A medida que la audiencia televisiva se incrementaba por millones, hubo otros sectores de la industria del ocio que sufrieron drásticos recortes de patrocinio. La industria del cine comenzó su declive con el cierre, de muchos locales.

En México, se habían realizado experimentos en televisión a partir de 1934, pero la puesta en funcionamiento de la primera estación de TV, Canal 5, en la ciudad de México, tuvo lugar en 1946. Al iniciarse la década de 1950 se implantó la televisión comercial y se iniciaron los programas regulares y en 1955 se creó Telesistema mexicano, por la fusión de los tres canales existentes.

Televisa, la empresa privada de televisión más importante de habla hispana, se fundó en 1973 y se ha convertido en uno de los centros emisores y de negocios más grande del mundo, en el campo de la comunicación, ya que además de canales y programas de televisión, desarrolla amplias actividades en radio, prensa y ediciones o espectáculos deportivos.

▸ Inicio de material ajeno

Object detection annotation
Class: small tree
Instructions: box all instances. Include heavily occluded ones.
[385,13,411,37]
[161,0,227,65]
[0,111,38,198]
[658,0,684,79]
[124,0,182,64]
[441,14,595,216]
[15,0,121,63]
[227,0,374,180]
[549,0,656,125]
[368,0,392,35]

La televisión ha alcanzado una gran expansión en todo el ámbito latinoamericano. En la actualidad existen más de 300 canales de televisión y una audiencia, según número de aparatos por hogares (más de 60 millones), de más de doscientos millones de personas.

A partir de 1984, la utilización por Televisa del satélite Panamsat para sus transmisiones de alcance mundial, permite que la señal en español cubra la totalidad de los cinco continentes. Hispasat, el satélite español de la década de 1990, cubre también toda Europa y América.

En 1983, en España empezaron a emitir cadenas de televisión privadas TELE 5, Antena 3 y Canal +. En 1986 había 3,8 habitantes por aparato de televisión, en la actualidad ha bajado a 3,1. A finales de los años ochenta, había en Estados Unidos unas 1.360 emisoras de televisión, incluyendo 305 de carácter educativo, y más del 98% de los hogares de dicho país poseía algún televisor semejante al nivel español. Hay más de 8.500 sistemas ofreciendo el servicio de cable, con una cartera de más de 50 millones de abonados. En la actualidad en todo el mundo, la televisión es el pasatiempo nacional más popular; el 91% de los hogares españoles disponen de un televisor en color y el 42%, de un equipo grabador de vídeo. Los ciudadanos españoles invierten, por término medio, unas 3,5 horas diarias delante del televisor, con una audiencia de tres espectadores por aparato.

Durante los años inmediatamente posteriores a la II Guerra Mundial se realizaron diferentes experimentos con distintos sistemas de televisión en algunos países de Europa, incluida Francia y Holanda, pero fue la URSS, que comenzó sus emisiones regulares en Moscú en 1948, el primer país del continente en poner en funcionamiento este servicio público. Cerca del 98% de los hogares en la URSS (3,2 personas por receptor) y en Francia (2,5) posee televisor, siendo el porcentaje de 94 en Italia (3,9) y 93 en los hogares de Alemania actualmente parte de la reunificada República Federal de Alemania (2,7).

Televisión en el espacio

Las cámaras de televisión a bordo de las naves espaciales estadounidenses transmiten a la tierra información espacial hasta ahora inaccesible. Las naves espaciales Mariner, lanzadas por Estados Unidos entre 1965 y 1972, envió miles de fotografías de Marte. Las series Ranger y Surveyor retransmitieron miles de fotografías de la superficie lunar para su análisis y elaboración científica antes del alunizaje tripulado (julio de 1969), al tiempo que millones de personas en todo el mundo pudieron contemplar la emisión en color directamente desde la superficie lunar.

Desde 1960 se han venido utilizando también ampliamente las cámaras de televisión en los satélites meteorológicos en órbita. Las cámaras vidicón preparadas en tierra registran imágenes de las nubes y condiciones meteorológicas durante el día, mientras que las cámaras de infrarrojos captan las imágenes nocturnas. Las imágenes enviadas por los satélites no sólo sirven para predecir el tiempo sino para comprender los sistemas meteorológicos globales. Se han utilizado cámaras vidicón de alta resolución a bordo de los Satélites para la Tecnología de los Recursos Terrestres (ERTS) para realizar estudios de cosechas, así como de recursos minerales y marinos.